Hi, I wish to download all the InterPro matches for one species, say humans. So, I'm looking for a flat-file data with the following information:
<UniProt.ID> <Signature.Accession> <Signature.Database> <InterPro.Entry.ID> <InterPro.Entry.Type>
I have already tried InterPro BioMart (query below), but it turns out to be too slow.
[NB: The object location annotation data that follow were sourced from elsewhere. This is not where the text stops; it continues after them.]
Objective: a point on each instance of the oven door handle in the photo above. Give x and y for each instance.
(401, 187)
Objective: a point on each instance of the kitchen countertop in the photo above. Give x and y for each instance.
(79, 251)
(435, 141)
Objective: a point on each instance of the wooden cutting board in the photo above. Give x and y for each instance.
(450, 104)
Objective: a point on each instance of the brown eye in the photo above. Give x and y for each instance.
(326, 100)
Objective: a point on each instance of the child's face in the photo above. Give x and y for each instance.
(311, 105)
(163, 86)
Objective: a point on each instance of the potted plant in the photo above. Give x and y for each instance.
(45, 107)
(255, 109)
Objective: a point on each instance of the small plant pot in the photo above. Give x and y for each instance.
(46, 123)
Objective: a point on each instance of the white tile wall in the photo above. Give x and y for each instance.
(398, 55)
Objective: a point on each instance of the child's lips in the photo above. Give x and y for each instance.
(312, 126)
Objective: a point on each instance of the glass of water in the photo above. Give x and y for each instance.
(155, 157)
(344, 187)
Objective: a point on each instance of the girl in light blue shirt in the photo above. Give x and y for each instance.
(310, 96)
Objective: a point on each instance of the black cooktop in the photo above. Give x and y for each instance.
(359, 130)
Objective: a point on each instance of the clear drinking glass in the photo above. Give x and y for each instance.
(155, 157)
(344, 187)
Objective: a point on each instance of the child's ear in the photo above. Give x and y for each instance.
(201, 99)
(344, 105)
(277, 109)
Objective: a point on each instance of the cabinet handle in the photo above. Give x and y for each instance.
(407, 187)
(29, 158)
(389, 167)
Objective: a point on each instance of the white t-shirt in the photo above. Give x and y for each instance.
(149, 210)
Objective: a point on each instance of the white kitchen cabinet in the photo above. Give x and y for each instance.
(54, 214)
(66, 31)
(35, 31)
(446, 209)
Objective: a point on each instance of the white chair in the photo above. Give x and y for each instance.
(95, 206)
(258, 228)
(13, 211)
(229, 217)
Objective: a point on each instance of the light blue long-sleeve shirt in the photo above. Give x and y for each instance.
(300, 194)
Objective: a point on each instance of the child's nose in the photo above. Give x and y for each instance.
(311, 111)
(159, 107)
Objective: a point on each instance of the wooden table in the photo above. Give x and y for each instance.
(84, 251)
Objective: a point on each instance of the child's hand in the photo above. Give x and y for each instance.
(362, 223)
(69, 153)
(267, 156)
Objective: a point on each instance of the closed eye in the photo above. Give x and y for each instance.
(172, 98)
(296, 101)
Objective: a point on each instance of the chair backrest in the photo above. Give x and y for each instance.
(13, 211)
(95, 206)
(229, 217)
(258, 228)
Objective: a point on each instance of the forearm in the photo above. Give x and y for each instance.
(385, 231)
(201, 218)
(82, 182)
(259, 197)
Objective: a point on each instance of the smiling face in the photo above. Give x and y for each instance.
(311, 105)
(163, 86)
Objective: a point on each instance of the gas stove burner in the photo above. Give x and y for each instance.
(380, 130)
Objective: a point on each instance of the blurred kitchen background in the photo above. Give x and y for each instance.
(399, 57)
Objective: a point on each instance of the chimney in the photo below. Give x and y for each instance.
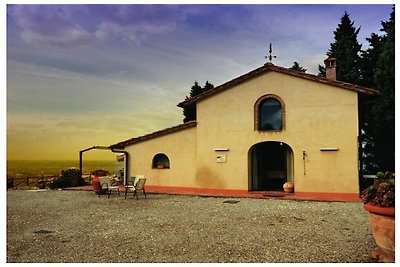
(330, 67)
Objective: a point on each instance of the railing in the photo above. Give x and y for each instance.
(36, 182)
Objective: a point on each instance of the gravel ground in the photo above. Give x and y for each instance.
(78, 226)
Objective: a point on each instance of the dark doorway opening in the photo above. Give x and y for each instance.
(271, 165)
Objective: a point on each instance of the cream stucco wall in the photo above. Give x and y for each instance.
(180, 147)
(317, 116)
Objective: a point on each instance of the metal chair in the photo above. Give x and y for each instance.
(108, 185)
(138, 185)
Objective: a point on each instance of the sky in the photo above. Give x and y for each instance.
(84, 75)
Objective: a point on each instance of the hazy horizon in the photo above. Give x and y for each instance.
(85, 75)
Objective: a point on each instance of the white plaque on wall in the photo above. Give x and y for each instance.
(221, 158)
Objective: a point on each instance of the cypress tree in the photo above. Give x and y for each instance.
(346, 50)
(380, 120)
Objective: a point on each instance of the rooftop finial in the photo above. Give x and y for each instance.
(270, 57)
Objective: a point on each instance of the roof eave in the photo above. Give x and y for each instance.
(271, 67)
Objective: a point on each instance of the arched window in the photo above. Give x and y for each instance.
(160, 161)
(269, 114)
Or, if a HTML sample table is returned for viewing in 'Results', when I choose file download and wait, it stops after some time (0.5h to 1hr) with a blank page or an error message.
Dataset
- Protein Matches
Filters
- NCBI Taxonomy ID (Includes 'children') : [ID-list specified]
- Match Status : T
- InterPro Entry Type : Active_site,Binding_site,Conserved_site,Domain,Family,PTM,Repeat
Attributes
- UniProtKB Protein Accession
- Signature Accession
- Source Signature Database
- InterPro Entry ID
- InterPro Entry Type
Does anyone know where/how I can download InterPro data one species at a time?
Is there no other way (apart from BioMart) other than to download and parse the entire set of InterPro matches from their FTP site? By the way, if that is the case, which file is to be used, interpro.xml or match_complete.xml?
Pays to know your taxonomy IDs. They're a useful start point at both Uniprot and NCBI.
Wow, I did not realize that UniProt does such a wonderful job of brining data seamlessly together for query and download! Thanks for your suggestion.